Print for Impact: A die-cut to shatter the sameness and center the student

The SUNY Purchase ‘Create You’ campaign was intended to speak to prospective students about how Purchase could help them take steps towards becoming who it is they want to be. The piece extended beyond academics, highlighting clubs, connections, and community they would be introduced to and become a part of while attending the college. We wanted to show the individualistic nature of the Purchase experience, a heavy lift for an eight-page booklet.

Using die-cuts to reinforce a concept

We honed in on demonstrating the way students have more than one side to them, reflecting the mirrored importance of their campus life and the things important to them outside of academia. Integrating overlaid cover images and using an angled die-cut revealing the image beneath, we designed an approach that let us do more than a traditional viewbook. Put more simply, we designed extra covers. We intended to produce multiple versions, six total, to cover the wide range of interests, studies, causes, and talents of the student body.

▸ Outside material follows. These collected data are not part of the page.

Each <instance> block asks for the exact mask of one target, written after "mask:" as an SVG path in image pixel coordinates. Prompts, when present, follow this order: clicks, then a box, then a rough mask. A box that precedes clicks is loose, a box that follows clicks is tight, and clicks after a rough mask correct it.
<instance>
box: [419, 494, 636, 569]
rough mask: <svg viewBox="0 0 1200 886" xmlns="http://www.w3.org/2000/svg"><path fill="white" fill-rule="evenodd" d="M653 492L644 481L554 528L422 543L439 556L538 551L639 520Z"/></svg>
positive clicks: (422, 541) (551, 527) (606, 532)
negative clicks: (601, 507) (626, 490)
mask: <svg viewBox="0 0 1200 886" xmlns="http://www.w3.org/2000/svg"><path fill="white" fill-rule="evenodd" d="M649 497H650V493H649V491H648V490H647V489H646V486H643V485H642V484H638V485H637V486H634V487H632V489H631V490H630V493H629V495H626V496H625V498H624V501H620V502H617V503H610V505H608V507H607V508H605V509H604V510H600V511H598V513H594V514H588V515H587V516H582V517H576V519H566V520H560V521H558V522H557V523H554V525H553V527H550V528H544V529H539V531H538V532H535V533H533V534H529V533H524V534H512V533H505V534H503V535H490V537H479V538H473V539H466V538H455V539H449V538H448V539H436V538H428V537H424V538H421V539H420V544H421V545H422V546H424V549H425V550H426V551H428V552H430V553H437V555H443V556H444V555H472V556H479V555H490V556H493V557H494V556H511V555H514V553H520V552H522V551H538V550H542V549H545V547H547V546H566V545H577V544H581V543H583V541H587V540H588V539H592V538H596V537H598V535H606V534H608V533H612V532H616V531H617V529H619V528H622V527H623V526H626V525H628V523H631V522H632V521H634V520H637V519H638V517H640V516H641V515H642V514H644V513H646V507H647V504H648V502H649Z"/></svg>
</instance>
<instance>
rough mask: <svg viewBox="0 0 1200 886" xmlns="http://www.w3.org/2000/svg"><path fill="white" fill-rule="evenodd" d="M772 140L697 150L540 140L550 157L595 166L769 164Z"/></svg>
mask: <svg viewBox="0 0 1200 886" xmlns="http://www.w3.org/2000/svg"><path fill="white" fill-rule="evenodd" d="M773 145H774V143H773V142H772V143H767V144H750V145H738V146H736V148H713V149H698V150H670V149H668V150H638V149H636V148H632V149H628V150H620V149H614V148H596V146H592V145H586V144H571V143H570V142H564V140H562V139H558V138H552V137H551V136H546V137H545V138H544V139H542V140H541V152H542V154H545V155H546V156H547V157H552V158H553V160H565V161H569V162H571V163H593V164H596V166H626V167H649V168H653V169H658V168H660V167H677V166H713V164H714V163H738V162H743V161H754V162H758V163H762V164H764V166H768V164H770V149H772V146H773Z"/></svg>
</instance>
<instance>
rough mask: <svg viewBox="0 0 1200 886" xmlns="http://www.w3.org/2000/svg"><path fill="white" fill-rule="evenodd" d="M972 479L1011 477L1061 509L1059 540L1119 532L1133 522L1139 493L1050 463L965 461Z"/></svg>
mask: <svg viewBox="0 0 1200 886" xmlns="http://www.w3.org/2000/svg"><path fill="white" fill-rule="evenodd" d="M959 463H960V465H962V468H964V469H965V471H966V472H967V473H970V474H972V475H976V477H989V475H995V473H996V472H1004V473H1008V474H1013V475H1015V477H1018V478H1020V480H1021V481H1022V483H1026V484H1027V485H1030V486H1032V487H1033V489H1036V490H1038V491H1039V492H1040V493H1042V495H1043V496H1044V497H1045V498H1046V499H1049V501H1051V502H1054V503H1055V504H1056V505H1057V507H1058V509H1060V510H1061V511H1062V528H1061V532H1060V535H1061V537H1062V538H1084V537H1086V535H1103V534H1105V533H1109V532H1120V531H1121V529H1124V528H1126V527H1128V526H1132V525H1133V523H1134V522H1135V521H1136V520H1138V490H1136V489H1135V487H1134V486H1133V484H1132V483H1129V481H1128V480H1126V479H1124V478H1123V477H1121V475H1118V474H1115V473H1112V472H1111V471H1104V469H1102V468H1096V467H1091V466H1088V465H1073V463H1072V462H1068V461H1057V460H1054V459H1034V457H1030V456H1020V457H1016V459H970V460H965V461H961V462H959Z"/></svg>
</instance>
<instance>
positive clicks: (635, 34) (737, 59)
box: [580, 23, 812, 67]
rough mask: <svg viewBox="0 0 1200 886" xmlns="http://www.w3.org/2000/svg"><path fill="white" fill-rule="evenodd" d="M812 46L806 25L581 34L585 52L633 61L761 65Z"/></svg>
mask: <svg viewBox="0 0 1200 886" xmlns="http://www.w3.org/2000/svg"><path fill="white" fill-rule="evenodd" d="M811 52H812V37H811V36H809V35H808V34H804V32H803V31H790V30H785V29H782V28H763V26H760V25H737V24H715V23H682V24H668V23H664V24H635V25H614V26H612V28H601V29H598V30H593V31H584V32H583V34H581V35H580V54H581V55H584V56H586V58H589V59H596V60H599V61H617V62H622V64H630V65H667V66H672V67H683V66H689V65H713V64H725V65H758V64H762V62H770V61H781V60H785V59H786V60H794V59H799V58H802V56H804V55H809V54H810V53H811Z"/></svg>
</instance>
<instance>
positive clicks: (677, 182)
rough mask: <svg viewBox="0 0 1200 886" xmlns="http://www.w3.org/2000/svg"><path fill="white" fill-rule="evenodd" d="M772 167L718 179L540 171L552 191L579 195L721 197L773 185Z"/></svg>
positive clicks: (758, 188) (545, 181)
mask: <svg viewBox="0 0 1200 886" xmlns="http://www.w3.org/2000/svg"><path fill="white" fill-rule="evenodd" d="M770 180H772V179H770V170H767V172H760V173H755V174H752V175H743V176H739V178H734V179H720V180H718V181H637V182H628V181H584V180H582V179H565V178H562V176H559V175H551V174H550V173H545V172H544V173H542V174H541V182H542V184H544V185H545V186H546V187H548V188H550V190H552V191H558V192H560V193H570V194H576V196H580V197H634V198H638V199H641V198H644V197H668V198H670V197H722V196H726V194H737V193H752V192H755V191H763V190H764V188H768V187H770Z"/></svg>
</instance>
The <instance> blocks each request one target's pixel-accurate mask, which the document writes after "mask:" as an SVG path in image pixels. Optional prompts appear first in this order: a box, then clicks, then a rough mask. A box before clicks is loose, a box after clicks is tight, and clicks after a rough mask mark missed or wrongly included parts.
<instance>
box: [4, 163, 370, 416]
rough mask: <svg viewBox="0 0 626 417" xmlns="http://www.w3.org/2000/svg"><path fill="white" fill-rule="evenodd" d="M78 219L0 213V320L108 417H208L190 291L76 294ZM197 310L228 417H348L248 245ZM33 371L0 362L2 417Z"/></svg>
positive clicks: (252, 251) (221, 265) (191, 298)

To further this exploration into the students' true personalities and to represent the freedom offered to them at Purchase, we allowed the students to costume themselves, with no limits or censoring from the college or ourselves.

Photography as content

Reading between the lines you could say that we created an unpredictable scenario with an incredible reliance on accuracy and continuity. We worked, on-site, with the incredible Kelly Campbell, a photographer closely associated with the college, to stage identical photos in completely different costumes for the die-cut covers. The final result was, in my opinion, a great victory in producing unique higher ed content and overcoming the difficult production hoops one has to jump through when running wild with a unique idea.

While working on this project I felt as though I was also undergoing my own version of the ‘Create You’ experience. It was an overwhelming and exhausting series of firsts.

Risk is a part of the process

The first time I had to fully execute a concept that was not my own. The first time I had to consistently travel for work.The first time collaborating with a freelance photographer. The first time allowing models to outfit themselves (I’m still sweating). The first time helping oversee the production of such a complex print piece. All firsts, of which I hope there will be seconds and thirds and so on, and all things that will help to make me the designer/art director I want to become.